PBM Opponents are Worried about their Own Bottom Lines
It is time to add the Robinson-Patman Act (RPA) to the list of laws passed by the federal government that solved one problem only to create another – albeit almost a century later, in a very specific, yet vitally important sector.
Robinson-Patman, a law enacted in the Great Depression years of the 1930s, requires manufacturers to charge the same price for a product to all buyers regardless of the quantity bought and prohibits large manufacturers from discriminating against small businesses by charging them higher prices than their larger customers.
This law has now become a crucial part of the debate on how to lower prescription drug prices and has ensnared Pharmacy Benefit Managers (PBM) and the business model they utilize.

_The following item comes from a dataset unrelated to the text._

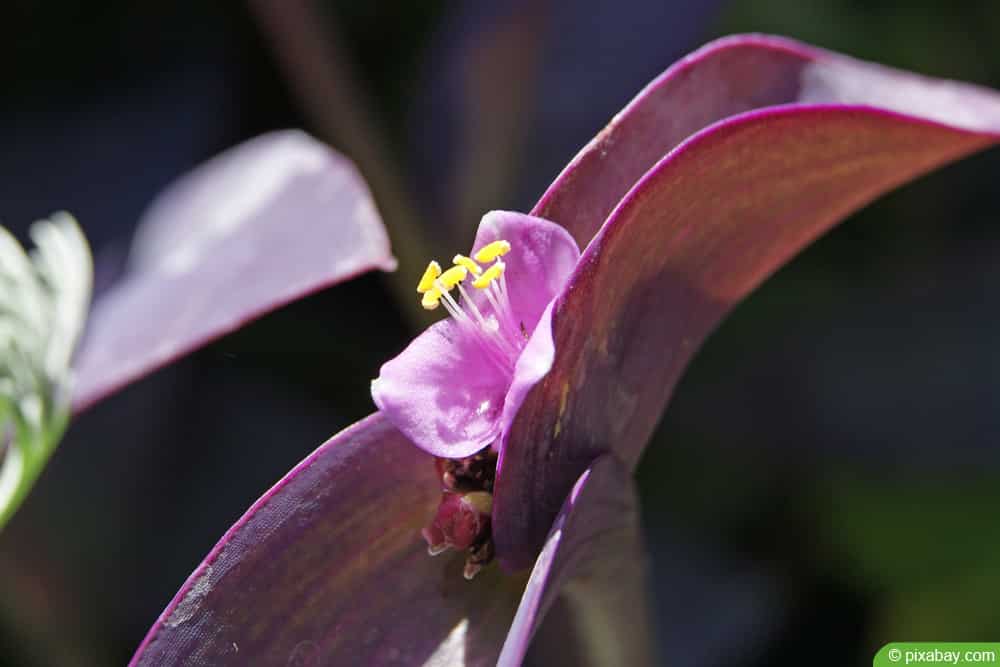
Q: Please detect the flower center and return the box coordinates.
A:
[417,241,527,374]
[417,240,527,579]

PBMs negotiate drug prices on behalf of insurers, unions, governments, and large companies that self-insure their workers. By accumulating a modicum of market power, they are able to negotiate with the big pharmaceutical companies to obtain discounts for their drugs. Since the pharmaceutical companies are effectively monopolists for many of the drugs they sell by dint of their patents, they can charge whatever the market will bear.
PBMs do not negotiate lower prices, as that would violate Robinson-Patman; instead, they negotiate a rebate from the drug manufacturer, which PBMs share with their clients, which allows them to reduce the cost of providing coverage for their members.
Those who oppose PBMs -- most notably the pharmaceutical industry -- claim that PBMs are unproductive middlemen and that they keep most of these rebates. Therefore, they conclude that eliminating them altogether would result in the PBM’s revenues going to healthcare plans in the form of lower drug costs.
But that assertion simply doesn’t hold water: A Pew Trust study found that PBMs returned 91% of pharmaceutical manufacturer rebates in 2016. A recent Bipartisan Policy Center study estimated that PBMs retained less than 5% of net revenues for 2018. The study also observed that the 5% retained by PBMs was lower than the percentage of retained revenues of other entities in the pharmaceutical drug supply chain such as pharmacists or wholesalers -- two other opponents of PBMs. Pharmacists object to PBMs because they often implement the direct delivery of drugs to the patients’ houses instead of having them pick them up at a pharmacy, which dramatically improves drug adherence and health outcomes but at the expense of their market share.
Lately, there has been a profusion of proposed legislation at the state and federal levels to either make these rebates illegal or require that the entire rebate be passed through to the employer. There is a simple solution to objections to rebates: Congress could exempt PBMs from the Robinson-Patman Act and allow them to directly negotiate price discounts. Doing such a thing would obviate the rebate conundrum and inject more transparency into the drug market, which would allow us to directly observe the value that PBMs bring to the market.
PBMs could receive a proportion of their savings as their compensation -- which is how it currently works with rebates. If they are unable to obtain significant discounts from the list price then their compensation will be miniscule, and the ostensible middleman “wedge” will be all but nonexistent.
PBMs continue to be on the hot seat in Washington as both the Biden Administration and members of Congress from both political parties look for ways to lower prescription drug costs. The simple reality is that neutering PBMs won’t accomplish anything; changing Robinson-Patman would serve to remove the bogeyman that Pharma and the independent pharmacists have created and force them -- and the government -- to accept the simple reality that they oppose PBMs because they hurt their own bottom line.
Hassan Tyler is an Analyst for Capital Policy Analytics. Hassan is a former staffer for Senator Joseph Lieberman on Capitol Hill. He has an M.A. from American University in International Economic Relations, and a B.S. in Economics from Winthrop University.